Traduzindo: para haver até a tentativa, é necessário que seja possível cometer o delito. Era impossível dar um golpe de estado ou abolir violentamente o estado democrático de direito com aqueles velhinhos, vendedores de algodão, moradores de rua e cabeleireira que escreve com batom em estátua. Que eficácia haveria com essa turma, armada apenas de feiura, derrubando um presidente da República?
Artigo 359-L
O artigo 359-L define o que é abolição violenta: tentar, com emprego de violência ou grave ameaça, abolir o Estado Democrático de Direito, impedindo ou restringindo o exercício dos poderes constitucionais. Aqueles manifestantes tentaram violentamente algo? Não possuíam meios para isso. Mesmo se quisessem ser violentos, não teriam como. Com grave ameaça a que ou a quem, já que o presidente Lula estava em São Paulo, os ministros do Supremo cada qual em sua casa, deputados e senadores visitando as bases. Já não tem autoridade em Brasília em dias normais, iria ter num domingo de recesso no Judiciário e no Legislativo?
Artigo 359-M
Aplicar golpe de estado, segundo o artigo 359-M, é tentar depor, por meio de violência ou grave ameaça, o governo legitimamente constituído. Quem ali fez isso? Que hora o governo legitimamente eleito foi ameaçado gravemente, já que não havia nem a quem ameaçar ou contra quem praticar violência? Quais armamentos e exércitos eles tinha para depor o governo?

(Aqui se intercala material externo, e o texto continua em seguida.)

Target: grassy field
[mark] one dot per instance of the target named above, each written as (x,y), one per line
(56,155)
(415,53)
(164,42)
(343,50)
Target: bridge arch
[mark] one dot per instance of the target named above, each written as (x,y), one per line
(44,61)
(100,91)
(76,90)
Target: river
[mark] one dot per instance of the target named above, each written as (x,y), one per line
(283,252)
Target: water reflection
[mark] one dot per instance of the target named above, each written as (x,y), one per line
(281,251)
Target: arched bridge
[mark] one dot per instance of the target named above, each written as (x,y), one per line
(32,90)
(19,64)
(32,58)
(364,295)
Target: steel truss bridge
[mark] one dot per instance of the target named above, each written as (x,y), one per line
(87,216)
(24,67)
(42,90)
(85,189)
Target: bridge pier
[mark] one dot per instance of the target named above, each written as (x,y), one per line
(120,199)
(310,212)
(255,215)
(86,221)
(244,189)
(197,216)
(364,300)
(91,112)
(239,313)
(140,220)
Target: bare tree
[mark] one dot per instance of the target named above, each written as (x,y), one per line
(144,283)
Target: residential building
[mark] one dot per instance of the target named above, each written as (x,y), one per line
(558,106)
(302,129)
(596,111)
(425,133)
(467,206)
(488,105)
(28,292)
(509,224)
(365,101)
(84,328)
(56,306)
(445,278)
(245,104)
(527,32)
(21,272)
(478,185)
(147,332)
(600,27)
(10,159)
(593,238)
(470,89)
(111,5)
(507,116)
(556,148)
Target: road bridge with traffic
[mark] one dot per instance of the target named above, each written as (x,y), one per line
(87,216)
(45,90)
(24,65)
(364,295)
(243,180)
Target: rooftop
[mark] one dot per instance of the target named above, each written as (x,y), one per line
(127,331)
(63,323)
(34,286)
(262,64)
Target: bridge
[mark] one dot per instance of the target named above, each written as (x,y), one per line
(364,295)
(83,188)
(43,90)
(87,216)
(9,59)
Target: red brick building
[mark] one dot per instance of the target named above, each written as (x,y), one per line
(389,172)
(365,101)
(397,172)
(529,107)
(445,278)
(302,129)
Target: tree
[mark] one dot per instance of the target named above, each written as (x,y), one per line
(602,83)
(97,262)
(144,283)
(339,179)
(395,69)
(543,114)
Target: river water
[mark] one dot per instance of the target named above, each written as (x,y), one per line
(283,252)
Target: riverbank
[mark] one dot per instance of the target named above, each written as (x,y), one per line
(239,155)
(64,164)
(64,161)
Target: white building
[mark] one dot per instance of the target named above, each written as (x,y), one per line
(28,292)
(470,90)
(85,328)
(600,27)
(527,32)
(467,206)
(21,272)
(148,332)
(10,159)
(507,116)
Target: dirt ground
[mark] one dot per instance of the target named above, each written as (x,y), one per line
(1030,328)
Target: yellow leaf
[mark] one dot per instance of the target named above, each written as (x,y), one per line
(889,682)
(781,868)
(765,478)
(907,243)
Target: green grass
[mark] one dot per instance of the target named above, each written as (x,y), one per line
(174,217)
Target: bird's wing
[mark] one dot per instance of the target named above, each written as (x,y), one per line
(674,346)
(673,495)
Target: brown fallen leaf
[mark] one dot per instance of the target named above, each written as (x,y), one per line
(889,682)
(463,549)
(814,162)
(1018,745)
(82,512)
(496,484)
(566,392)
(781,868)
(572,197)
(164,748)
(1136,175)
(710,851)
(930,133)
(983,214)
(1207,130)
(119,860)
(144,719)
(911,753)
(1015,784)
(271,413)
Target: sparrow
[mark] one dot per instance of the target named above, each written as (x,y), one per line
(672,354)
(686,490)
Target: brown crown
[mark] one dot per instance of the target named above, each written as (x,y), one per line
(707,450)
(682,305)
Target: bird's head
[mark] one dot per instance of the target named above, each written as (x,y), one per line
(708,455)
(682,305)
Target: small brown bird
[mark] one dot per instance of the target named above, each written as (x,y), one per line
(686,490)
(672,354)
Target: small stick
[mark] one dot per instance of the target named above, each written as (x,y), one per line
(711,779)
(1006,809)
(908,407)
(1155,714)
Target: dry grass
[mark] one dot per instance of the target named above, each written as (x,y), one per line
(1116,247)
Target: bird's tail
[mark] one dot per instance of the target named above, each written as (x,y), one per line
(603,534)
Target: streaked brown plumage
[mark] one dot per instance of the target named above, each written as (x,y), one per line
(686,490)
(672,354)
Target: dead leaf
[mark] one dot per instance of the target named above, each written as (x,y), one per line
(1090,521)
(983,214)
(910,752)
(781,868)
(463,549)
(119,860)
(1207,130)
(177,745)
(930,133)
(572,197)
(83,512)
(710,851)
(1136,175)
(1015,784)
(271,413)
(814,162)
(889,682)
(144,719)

Os 8 odiados pela esquerda, cujo julgamento continua hoje, seriam os mandantes dos crimes, inclusive dos dois aqui discutidos. Os chamados autores intelectuais. Encontraram algum documento com Jair Bolsonaro e seus sete auxiliares mandando alguém cometer crime que realmente foi cometido? Autores intelectuais de folha de papel? Parece frase da Dilma porque a Lei de Segurança Nacional, de onde saiu esse artigo de redação horrorosa, existia para não ser entendida mesmo e passou ao Código Penal com o mesmo propósito.
As penas são de reclusão para ambos os delitos, ou seja, os condenados pela prática deles terão de começar a cumprir a pena dia e noite dentro da cadeia. O tamanho da pena varia, 4 a 8 anos para a abolição do estado democrático e 4 a 12 para o golpe.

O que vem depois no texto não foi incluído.